As a student at Miami Beach High in the 1940s, Burton Young told a favorite teacher he thought his destiny was to be a shoe salesman. “I told her the only thing I excelled in was selling women’s shoes,” Young said.
That teacher, Roberta Godbolt, and her lawyer husband saw promise in Young, who was so poor he once had rickets from malnutrition and who describes his teenage self as “very withdrawn and out-of-tune.” The Godbolts turned him into a project, taking him to a Toastmasters Club and drawing him out in a way that felt to him “like walking from a dark room into the sunlight.”
The Ft. Lauderdale attorney, who celebrated his 90th birthday in August, has spent the rest of his life paying it forward and continuing the transformation the Godbolts started. Young became the first Jewish president of The Florida Bar, president of The Florida Bar Foundation, and a recipient of the Foundation’s highest award – the Medal of Honor Award.

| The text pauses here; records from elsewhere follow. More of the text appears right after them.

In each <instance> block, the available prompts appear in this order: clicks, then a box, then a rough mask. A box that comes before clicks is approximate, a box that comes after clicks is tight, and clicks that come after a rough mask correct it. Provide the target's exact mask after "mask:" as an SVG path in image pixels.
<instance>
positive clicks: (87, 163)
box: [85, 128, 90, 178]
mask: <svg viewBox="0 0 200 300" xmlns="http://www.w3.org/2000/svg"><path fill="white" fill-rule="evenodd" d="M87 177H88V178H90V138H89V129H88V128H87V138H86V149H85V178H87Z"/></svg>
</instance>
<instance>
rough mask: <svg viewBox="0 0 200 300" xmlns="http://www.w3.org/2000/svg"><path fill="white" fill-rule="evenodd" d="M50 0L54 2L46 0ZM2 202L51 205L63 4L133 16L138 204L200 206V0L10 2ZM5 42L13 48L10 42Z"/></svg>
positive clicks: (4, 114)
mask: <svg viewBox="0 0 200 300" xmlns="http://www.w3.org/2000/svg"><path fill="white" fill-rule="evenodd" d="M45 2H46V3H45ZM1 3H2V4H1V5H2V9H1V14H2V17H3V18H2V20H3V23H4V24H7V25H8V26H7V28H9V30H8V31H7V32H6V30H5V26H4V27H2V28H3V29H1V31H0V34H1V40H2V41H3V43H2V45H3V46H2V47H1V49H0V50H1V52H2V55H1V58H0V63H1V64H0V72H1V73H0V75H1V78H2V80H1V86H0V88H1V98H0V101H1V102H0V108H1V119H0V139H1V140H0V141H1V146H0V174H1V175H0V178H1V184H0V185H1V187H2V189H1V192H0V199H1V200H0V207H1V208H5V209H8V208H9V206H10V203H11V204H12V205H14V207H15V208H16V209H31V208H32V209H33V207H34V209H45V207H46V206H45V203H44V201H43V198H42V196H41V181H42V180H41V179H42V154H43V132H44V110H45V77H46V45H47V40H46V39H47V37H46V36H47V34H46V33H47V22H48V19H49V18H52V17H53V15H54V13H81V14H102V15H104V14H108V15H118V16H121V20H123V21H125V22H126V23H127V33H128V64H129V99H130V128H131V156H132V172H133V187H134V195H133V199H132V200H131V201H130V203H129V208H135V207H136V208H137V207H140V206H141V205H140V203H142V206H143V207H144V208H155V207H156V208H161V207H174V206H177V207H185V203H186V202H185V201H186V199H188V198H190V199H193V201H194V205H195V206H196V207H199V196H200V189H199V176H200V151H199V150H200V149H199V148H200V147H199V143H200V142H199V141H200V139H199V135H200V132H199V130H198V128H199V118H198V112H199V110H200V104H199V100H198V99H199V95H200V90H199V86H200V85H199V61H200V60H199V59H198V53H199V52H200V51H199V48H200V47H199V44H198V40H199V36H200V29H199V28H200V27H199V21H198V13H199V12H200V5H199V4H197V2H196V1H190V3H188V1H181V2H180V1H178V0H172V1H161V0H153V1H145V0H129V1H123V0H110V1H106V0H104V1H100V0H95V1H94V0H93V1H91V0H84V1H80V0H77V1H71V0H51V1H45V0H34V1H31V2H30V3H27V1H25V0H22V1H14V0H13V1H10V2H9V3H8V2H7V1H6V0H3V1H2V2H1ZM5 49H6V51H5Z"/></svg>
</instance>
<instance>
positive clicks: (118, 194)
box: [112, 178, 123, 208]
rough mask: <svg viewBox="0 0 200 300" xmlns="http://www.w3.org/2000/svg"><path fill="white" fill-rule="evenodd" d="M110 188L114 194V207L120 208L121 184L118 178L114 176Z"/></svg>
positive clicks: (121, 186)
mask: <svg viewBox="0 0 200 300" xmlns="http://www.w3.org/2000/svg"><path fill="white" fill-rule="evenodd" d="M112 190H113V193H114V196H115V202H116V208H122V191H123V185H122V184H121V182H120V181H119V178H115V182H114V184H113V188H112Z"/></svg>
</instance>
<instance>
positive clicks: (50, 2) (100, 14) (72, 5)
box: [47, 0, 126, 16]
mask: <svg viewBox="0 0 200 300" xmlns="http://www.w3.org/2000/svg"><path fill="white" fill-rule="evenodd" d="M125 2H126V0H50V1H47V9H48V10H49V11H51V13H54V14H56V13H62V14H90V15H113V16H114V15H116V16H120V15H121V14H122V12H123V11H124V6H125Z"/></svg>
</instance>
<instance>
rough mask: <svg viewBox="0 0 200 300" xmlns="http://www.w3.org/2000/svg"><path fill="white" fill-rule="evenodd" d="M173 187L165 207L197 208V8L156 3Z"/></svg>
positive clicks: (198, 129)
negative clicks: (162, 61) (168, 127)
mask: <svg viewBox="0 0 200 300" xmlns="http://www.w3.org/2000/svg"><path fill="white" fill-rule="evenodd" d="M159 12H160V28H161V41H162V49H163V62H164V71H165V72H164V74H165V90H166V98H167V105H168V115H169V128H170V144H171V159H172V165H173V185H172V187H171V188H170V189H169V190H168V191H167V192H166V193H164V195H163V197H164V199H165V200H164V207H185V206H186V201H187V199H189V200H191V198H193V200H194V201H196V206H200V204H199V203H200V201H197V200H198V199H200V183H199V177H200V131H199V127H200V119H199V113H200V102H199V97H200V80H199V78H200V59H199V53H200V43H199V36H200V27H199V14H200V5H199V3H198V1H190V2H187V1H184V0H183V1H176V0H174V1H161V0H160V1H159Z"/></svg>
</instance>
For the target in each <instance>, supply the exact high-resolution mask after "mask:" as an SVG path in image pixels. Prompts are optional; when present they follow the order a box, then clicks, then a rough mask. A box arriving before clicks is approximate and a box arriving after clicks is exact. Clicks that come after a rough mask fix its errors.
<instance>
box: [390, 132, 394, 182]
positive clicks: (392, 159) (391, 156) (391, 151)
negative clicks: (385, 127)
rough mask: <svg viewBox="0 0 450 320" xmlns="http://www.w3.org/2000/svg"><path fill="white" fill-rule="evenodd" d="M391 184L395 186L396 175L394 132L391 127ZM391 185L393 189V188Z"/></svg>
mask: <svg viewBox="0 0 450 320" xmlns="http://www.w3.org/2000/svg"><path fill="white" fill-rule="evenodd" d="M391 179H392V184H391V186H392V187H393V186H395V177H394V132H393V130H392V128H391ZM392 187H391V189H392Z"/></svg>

A member of the Foundation’s Legacy for Justice, Young continues to support the Foundation. He made a charitable gift annuity benefiting the Foundation and returns his quarterly distribution as a donation.

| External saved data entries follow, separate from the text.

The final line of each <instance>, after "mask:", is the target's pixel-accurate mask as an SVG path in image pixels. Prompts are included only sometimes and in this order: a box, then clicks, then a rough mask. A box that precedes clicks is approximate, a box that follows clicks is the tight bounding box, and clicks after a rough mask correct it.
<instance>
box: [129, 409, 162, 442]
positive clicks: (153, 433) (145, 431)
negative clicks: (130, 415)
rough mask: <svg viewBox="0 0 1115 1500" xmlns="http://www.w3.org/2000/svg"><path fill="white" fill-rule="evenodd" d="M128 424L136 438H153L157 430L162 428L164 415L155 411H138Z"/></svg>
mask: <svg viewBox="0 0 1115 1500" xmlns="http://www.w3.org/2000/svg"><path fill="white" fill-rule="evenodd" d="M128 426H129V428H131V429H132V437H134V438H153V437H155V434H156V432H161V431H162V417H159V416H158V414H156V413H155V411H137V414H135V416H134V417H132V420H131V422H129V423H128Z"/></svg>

As president of the Foundation in the mid-’70s, he invited Col. Norman Faulkner to speak to the Foundation board about a program Faulkner had learned of on a trip to Australia – where the interest earned on lawyers’ trust monies was used by the Bar for the public good. The idea took root and, in 1981, became Florida’s Interest on Trust Accounts (IOTA) program – the nation’s first such program and still the Foundation’s major funding source today.

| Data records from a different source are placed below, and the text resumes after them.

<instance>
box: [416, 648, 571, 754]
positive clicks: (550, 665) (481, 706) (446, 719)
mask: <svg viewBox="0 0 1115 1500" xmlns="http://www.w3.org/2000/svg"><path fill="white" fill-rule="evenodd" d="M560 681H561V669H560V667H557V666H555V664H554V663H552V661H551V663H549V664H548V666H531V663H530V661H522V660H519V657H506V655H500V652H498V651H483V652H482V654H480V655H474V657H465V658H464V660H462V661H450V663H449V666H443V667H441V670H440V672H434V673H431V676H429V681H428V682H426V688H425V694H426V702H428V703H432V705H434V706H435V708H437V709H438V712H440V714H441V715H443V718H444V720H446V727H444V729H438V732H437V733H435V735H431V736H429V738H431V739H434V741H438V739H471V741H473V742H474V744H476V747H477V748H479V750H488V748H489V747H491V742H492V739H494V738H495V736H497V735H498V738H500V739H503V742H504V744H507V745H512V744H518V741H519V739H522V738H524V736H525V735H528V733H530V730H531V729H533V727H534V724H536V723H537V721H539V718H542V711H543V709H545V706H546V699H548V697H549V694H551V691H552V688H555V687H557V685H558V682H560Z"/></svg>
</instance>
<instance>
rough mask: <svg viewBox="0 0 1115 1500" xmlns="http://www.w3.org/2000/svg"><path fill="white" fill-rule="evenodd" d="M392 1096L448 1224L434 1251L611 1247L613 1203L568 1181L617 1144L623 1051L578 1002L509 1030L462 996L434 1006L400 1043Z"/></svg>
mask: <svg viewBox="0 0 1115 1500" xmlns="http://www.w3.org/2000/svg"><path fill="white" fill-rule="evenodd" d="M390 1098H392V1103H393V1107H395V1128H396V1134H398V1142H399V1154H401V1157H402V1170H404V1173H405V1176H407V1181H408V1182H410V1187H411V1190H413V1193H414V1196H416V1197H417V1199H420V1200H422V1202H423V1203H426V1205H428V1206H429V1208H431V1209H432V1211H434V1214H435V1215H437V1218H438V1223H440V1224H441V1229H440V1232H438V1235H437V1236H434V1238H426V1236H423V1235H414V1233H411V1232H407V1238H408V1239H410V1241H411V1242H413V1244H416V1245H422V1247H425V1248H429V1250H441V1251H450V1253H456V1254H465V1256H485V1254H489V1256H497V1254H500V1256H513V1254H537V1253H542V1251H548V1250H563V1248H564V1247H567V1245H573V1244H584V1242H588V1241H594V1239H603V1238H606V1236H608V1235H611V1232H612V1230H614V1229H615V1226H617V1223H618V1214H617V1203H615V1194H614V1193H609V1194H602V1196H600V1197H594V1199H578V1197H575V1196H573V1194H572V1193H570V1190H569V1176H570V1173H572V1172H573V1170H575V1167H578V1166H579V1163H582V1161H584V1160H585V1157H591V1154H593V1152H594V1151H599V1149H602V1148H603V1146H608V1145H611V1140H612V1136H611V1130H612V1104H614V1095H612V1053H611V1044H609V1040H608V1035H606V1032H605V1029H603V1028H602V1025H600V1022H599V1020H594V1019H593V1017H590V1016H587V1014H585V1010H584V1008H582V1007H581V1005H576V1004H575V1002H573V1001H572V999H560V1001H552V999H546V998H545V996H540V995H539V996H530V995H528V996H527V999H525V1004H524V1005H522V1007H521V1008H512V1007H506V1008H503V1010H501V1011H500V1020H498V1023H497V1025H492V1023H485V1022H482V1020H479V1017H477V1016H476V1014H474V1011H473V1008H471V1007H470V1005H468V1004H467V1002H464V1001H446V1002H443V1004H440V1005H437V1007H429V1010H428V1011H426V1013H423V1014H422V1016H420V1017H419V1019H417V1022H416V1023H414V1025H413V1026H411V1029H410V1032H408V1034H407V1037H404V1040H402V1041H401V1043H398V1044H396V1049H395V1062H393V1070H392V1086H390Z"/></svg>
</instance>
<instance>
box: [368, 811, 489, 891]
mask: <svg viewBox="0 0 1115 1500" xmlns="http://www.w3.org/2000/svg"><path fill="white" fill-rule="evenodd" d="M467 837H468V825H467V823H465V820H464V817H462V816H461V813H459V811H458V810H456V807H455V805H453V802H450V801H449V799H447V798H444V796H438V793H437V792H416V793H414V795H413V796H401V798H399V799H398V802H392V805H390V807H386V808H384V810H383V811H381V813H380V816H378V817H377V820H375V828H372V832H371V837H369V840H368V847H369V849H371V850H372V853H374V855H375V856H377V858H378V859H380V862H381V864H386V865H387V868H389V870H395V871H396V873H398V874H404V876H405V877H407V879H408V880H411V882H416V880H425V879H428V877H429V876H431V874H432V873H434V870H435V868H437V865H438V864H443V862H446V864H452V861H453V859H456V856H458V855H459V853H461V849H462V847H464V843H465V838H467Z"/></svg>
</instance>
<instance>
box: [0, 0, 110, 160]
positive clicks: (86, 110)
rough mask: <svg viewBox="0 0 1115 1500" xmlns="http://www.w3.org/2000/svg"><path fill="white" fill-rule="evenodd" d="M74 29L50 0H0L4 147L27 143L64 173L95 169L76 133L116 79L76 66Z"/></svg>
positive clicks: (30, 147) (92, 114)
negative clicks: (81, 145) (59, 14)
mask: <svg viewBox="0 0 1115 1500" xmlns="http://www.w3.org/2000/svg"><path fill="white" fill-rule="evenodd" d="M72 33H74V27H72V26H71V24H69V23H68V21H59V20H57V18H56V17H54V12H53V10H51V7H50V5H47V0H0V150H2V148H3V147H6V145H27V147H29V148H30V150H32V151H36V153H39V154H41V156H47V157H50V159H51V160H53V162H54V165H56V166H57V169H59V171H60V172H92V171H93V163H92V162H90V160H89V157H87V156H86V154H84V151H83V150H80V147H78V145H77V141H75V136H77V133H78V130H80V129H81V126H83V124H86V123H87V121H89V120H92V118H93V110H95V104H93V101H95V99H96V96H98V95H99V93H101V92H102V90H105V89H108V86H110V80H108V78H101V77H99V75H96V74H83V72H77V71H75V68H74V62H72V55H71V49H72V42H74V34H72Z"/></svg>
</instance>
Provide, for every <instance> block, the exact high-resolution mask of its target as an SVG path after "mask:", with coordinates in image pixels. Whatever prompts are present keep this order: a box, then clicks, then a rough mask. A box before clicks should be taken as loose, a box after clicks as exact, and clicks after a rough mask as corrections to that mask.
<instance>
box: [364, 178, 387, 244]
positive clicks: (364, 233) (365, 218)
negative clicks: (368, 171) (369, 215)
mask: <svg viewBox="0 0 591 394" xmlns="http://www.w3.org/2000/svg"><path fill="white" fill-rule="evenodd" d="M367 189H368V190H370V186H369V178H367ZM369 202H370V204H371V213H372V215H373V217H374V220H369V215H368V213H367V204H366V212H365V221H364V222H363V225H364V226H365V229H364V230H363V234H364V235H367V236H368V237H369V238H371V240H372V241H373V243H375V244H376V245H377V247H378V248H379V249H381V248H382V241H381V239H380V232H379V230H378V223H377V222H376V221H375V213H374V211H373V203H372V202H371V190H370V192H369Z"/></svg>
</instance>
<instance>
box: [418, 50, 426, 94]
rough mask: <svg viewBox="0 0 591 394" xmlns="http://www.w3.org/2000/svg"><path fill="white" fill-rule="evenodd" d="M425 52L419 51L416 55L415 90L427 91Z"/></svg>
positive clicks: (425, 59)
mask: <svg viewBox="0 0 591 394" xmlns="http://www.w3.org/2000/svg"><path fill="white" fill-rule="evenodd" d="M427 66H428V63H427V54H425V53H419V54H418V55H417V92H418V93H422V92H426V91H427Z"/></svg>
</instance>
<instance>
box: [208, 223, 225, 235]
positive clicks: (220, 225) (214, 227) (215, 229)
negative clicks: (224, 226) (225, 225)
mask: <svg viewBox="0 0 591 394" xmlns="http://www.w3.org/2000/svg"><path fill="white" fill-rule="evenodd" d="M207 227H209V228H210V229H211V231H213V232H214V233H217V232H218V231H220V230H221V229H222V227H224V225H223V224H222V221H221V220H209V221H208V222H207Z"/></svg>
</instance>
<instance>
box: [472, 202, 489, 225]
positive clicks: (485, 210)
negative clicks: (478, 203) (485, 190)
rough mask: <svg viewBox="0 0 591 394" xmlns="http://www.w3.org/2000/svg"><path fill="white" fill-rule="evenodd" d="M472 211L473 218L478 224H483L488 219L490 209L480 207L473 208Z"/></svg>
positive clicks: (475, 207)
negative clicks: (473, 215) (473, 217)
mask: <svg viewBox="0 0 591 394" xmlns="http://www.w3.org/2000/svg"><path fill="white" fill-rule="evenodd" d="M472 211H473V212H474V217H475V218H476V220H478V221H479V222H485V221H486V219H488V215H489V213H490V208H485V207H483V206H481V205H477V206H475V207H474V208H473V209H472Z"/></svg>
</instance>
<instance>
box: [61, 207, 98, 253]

He encouraged the Miami Beach-based Batchelor Foundation to make a series of three $100,000 donations to the Foundation earmarked for the Children & Youth Law Clinic at the University of Miami, which represents children in foster care and former foster youth in dependency, health care, mental health, disability, and other civil legal matters.
“Without this aid, our work would be much more difficult,” said clinic Co-Director Bernie Perlmutter. “We are grateful also to the Foundation and to our mutual friend Burton Young.”
“There is a lot more to be done in the future,” Young said. “It should be every lawyer’s dream to help the administration of justice.”